ComfortDelGro Corp and its subsidiaries SBS Transit and Vicom have appointed three women on their boards, raising the group’s combined female board representation to at least 30 per cent – up from around 20 per cent.
Ms Jessica Cheam, Ms Chua Mui Hoong and Ms Tan Poh Hong join a board that has long been male-dominated. ComfortDelGro said the three bring with them “diverse skills sets in the areas of sustainability, political and media relations, and food security and safety”.
They replace two stalwarts who have retired from their respective boards after putting in a combined 32 years of service – Mr David Wong of ComfortDelGro and Mr Wee Siew Kim of SBS Transit. Group chairman Lim Jit Poh said: “We embarked on our board renewal process in 2017 with a clear view to bringing in greater expertise especially in disciplines that are new to the Group. We have also added more female directors as part of our commitment to gender equality.”

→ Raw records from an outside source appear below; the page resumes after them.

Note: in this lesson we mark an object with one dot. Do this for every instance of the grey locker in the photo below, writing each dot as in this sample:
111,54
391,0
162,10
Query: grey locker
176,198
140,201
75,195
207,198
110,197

Ms Cheam, 36, who joined the ComfortDelGro board on Jan 1 this year, is managing editor of Eco-Business, a sustainability publication. She is an adjunct research associate for the Centre for Liveable Cities, a Singapore think-tank focused on creating and sharing knowledge on liveable and sustainable cities.
Ms Chua, 49, who joined the SBS Transit board on April 26 this year, is opinion editor of The Straits Times.
Ms Tan, 60, who joined the Vicom board a day earlier, was chief executive of Agri-Food and Veterinary Authority of Singapore from 2009 to 2017.
Last year, the ComfortDelGro group of companies brought in three retired permanent secretaries, an artificial intelligence and big data expert, a professor in sustainable infrastructure engineering and a retired audit partner.
With the latest changes, the boards of ComfortDelGro and SBS Transit will have 10 and nine directors respectively – seven men and three women for ComfortDelGro and six men and three women for SBS Transit. Vicom will have 10 directors, comprising seven men and three women.
The percentages of women on the boards of companies now range from 30 to 33 per cent, higher than the Council for Board Diversity’s target of 20 per cent in 2020.